Through the iron bars Pansy caressed her pet.

"I never expected to see you again, Sultan, old boy," she said. "Raoul must have bought you, too."

She was standing there talking to and petting the animal when Le Breton's step roused her.

"Are you pleased to see him again?" he asked, after greeting her.

"Pleased isn't the word for it. But how did you manage to get hold of him?"
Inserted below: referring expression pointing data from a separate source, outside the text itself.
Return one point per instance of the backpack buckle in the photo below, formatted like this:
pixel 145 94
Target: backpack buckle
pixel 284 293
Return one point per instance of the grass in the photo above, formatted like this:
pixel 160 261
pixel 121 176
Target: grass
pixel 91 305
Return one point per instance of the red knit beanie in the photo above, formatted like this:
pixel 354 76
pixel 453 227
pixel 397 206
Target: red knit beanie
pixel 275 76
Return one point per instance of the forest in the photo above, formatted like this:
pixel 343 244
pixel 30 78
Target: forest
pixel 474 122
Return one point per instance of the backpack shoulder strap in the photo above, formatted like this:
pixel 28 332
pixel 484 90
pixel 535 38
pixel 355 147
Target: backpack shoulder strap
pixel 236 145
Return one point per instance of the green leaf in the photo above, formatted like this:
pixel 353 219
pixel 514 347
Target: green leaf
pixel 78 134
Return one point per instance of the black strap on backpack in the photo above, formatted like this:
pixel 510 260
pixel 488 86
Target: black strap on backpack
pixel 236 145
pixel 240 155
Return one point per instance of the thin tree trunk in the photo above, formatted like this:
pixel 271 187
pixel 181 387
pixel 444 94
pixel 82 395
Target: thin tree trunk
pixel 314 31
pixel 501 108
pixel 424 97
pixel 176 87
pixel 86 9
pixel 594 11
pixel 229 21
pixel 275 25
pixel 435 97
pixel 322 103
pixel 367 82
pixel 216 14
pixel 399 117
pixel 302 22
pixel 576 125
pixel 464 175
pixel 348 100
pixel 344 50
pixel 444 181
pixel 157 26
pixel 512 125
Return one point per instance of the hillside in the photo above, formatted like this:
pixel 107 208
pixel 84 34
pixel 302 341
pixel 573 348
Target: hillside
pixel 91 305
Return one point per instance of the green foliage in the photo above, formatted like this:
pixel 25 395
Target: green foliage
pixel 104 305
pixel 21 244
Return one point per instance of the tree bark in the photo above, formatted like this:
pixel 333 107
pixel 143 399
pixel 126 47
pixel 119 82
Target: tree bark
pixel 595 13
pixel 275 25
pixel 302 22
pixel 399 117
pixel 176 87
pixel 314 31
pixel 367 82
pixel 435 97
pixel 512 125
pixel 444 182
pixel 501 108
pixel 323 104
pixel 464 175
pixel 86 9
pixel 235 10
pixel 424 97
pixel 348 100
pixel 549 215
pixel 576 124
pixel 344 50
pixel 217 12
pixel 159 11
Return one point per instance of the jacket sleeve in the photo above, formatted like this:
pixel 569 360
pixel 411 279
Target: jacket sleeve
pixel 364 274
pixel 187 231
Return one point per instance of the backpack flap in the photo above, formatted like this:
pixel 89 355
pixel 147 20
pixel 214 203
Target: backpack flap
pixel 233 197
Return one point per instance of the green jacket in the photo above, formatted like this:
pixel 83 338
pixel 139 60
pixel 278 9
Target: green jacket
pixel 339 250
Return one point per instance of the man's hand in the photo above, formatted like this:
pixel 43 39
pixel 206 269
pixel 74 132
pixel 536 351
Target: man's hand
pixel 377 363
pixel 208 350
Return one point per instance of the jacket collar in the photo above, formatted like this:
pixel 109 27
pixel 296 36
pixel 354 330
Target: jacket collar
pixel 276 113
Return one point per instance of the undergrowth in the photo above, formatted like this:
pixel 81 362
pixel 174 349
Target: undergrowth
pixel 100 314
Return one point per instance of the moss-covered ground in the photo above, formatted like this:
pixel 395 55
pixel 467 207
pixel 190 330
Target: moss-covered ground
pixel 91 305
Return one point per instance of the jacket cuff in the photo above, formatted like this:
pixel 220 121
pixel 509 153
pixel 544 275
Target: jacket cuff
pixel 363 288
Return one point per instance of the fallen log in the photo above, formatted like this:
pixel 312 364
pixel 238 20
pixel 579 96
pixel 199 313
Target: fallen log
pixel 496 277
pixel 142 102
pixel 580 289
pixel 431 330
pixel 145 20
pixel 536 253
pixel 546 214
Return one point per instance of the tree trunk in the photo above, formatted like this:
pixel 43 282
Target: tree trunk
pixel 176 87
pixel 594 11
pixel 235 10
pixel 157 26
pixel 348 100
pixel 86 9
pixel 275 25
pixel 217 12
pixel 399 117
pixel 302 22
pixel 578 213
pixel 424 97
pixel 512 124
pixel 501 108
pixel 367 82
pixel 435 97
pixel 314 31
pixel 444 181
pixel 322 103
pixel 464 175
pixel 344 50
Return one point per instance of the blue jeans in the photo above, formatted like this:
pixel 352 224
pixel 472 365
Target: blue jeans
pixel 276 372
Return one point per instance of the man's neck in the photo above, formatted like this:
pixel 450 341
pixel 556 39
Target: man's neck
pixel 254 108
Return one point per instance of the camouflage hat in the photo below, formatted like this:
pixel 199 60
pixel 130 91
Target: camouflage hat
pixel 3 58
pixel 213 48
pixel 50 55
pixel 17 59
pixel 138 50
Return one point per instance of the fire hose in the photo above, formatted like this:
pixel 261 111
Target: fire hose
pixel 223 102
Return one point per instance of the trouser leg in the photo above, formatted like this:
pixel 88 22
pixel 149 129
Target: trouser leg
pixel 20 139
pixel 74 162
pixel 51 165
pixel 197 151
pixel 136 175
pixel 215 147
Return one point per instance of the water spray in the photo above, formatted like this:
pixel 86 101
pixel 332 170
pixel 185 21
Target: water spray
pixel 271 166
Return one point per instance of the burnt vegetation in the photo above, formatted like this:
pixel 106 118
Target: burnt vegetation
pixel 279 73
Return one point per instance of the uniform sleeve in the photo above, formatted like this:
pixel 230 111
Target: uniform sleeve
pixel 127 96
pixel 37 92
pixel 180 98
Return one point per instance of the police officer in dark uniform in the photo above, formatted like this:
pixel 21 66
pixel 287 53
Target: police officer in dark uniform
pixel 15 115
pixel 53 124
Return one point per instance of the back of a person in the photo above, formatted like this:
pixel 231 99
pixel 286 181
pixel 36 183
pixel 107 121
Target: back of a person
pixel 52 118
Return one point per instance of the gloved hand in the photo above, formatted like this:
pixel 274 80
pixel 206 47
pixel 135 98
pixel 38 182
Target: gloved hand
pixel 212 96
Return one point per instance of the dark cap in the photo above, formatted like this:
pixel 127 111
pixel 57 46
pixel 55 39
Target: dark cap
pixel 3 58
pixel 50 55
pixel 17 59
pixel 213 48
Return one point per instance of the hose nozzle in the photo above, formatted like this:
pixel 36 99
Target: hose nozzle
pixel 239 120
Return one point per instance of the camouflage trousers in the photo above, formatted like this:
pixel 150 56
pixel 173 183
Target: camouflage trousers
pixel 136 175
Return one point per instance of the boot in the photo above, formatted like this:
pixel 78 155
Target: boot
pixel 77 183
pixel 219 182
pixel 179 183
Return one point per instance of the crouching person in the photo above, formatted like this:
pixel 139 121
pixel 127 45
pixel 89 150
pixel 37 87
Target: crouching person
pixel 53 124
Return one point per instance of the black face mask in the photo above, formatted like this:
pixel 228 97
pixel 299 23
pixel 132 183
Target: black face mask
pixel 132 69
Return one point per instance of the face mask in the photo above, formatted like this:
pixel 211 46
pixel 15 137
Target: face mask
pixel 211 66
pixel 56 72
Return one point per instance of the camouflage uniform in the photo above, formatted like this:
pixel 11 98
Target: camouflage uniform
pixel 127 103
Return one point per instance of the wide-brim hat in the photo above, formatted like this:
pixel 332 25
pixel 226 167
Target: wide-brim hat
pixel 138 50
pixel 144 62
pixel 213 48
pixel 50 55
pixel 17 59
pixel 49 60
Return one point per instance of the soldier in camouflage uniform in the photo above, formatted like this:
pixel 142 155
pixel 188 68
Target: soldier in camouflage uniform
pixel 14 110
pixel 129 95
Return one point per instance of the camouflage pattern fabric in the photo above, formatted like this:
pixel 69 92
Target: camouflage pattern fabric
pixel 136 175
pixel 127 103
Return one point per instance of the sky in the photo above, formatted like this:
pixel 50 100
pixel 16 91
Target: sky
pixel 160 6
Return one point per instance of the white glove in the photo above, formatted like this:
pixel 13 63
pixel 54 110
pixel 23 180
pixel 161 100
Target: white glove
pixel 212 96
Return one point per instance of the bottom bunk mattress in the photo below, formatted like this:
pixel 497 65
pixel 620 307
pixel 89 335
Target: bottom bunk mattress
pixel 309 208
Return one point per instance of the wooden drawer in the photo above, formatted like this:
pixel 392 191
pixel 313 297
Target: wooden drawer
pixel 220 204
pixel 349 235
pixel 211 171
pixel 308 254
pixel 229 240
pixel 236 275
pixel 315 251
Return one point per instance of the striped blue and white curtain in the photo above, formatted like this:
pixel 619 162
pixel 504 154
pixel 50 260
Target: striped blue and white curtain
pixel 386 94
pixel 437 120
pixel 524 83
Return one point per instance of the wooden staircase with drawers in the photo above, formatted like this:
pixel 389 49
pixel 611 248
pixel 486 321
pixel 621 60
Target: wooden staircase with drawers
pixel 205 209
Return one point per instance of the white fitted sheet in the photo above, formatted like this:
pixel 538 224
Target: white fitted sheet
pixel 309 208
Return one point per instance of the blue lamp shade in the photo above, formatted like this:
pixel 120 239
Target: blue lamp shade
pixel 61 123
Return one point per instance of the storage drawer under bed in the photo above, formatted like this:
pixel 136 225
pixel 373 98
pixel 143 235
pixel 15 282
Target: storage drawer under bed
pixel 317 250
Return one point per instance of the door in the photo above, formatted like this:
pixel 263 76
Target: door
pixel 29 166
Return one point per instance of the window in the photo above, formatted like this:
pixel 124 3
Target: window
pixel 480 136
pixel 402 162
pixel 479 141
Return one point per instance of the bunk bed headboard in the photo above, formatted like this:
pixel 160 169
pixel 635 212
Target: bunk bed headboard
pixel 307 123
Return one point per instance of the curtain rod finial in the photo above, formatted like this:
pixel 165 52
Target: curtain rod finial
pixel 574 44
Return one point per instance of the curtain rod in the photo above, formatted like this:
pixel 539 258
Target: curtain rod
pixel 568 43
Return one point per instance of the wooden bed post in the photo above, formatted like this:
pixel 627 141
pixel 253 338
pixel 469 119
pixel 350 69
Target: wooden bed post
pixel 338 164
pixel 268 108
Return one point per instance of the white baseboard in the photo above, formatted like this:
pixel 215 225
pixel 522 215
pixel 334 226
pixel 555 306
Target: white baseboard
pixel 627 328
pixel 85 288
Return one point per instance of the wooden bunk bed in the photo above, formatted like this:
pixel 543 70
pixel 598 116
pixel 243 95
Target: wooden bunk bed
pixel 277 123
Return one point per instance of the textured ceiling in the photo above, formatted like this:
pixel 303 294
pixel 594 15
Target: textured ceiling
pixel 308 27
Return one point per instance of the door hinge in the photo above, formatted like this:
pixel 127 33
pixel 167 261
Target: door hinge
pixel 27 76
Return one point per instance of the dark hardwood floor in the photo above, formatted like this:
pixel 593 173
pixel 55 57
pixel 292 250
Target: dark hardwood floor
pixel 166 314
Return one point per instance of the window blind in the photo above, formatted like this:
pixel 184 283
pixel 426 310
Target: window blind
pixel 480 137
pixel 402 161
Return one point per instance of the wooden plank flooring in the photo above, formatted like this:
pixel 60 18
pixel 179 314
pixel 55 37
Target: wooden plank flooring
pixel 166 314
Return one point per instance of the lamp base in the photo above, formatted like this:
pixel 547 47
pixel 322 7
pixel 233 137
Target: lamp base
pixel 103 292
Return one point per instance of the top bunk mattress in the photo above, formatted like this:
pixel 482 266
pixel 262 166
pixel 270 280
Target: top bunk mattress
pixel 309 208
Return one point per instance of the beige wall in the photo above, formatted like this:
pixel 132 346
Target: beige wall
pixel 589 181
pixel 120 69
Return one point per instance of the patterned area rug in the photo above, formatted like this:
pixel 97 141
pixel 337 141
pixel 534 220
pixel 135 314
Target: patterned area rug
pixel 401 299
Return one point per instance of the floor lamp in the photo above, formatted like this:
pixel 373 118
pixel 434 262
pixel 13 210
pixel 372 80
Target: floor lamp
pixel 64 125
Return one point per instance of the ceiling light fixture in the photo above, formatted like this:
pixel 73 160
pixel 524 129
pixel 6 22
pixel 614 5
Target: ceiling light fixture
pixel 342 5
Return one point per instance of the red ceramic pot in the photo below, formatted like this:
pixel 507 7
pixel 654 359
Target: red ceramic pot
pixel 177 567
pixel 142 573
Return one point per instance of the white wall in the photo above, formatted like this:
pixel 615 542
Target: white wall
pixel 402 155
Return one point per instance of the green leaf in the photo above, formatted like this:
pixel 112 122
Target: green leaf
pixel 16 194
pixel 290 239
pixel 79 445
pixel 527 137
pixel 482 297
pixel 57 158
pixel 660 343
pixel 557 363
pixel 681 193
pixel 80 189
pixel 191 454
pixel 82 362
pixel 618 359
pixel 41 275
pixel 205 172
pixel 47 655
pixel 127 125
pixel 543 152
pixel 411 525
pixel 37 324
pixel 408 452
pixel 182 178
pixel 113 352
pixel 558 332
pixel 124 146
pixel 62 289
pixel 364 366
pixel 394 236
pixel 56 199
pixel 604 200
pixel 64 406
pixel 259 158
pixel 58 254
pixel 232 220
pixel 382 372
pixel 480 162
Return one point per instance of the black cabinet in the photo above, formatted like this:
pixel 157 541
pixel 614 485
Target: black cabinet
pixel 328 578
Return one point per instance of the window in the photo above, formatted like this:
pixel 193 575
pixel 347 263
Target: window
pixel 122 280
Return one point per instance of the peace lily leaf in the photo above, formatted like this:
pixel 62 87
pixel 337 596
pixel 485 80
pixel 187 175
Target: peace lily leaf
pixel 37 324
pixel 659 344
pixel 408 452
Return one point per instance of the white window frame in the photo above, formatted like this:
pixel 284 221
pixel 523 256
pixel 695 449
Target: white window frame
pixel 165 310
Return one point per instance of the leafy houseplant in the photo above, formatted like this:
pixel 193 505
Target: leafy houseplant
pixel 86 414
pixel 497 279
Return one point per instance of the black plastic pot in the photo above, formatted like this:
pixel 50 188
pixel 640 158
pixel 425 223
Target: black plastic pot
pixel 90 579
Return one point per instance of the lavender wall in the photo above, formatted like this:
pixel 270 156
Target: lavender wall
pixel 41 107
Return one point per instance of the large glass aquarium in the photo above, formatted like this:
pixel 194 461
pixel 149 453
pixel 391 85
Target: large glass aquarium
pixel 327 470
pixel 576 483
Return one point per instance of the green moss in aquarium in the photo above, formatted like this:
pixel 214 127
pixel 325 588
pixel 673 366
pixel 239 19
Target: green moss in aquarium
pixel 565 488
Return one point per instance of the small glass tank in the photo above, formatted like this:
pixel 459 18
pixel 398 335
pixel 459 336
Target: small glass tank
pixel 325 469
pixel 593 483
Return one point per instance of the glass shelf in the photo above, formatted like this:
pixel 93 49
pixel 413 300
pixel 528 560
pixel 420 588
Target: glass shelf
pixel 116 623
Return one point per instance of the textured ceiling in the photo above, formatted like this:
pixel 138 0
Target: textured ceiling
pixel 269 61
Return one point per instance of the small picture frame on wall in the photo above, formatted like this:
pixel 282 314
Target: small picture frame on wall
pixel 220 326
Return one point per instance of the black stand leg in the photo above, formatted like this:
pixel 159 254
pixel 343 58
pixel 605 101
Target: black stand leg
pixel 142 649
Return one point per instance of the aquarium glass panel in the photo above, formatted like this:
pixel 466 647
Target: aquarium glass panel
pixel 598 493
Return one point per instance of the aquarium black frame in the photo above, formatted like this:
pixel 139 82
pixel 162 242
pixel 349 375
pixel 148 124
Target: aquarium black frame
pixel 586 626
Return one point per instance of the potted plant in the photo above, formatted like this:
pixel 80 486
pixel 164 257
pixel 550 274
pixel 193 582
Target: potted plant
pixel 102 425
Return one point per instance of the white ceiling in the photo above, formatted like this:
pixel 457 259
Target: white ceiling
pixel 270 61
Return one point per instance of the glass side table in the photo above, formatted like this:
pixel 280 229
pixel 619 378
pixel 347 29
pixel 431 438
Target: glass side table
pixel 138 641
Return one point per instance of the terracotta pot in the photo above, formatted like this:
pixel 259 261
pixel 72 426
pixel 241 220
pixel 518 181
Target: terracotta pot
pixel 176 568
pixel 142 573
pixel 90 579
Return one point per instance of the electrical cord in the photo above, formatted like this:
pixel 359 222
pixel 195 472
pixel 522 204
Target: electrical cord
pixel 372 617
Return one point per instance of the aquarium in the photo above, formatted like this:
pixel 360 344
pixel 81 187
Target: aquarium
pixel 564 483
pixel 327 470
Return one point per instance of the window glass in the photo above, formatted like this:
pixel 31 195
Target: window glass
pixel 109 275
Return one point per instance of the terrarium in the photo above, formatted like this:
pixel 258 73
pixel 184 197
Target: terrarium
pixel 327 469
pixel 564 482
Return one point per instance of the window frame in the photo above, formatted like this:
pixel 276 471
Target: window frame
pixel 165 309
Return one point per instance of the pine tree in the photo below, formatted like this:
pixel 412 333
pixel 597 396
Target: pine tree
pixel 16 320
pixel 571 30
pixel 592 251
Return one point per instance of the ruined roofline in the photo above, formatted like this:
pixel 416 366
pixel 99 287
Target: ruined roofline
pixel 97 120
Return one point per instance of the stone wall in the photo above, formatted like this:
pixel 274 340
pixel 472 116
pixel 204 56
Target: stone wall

"He was really the cause of my getting hold of you," he replied without hesitation. "I saw him in the possession of one of the soldiers who had come back from that foray. That made me doubly certain who the white girl was whom the Sultan was going to put up for sale."

"Raoul, you must let me give you back all you had to pay for me," she said.

"Why should you?" he asked, a slight smile hovering about his lips. "You saved my life. Now we're 'quits.' Isn't that what you called it?"

Pansy did not argue the point. Nevertheless, she determined to repay him once she and her father were back in civilisation.

"How long will it take to get my father free?" she asked.

"It all depends on the sort of mood I catch the Sultan in. With the best of luck, it'll be some weeks."

"Has he got my note yet, do you think?" she asked anxiously. "He'll go grey with worrying over me. I can't bear to think of the look on his face when he saw me in that ... that awful slave market."

Le Breton had destroyed her message the moment he had reached his own rooms. Now he could not meet the beautiful eyes that looked at him with such perfect trust.

"I expect the message will get through before the day is out," he answered. "It's merely a matter of 'baksheesh.'"

At his words the world became quite a nice place again for Pansy, the only shadow in it now the dark blood in her lover.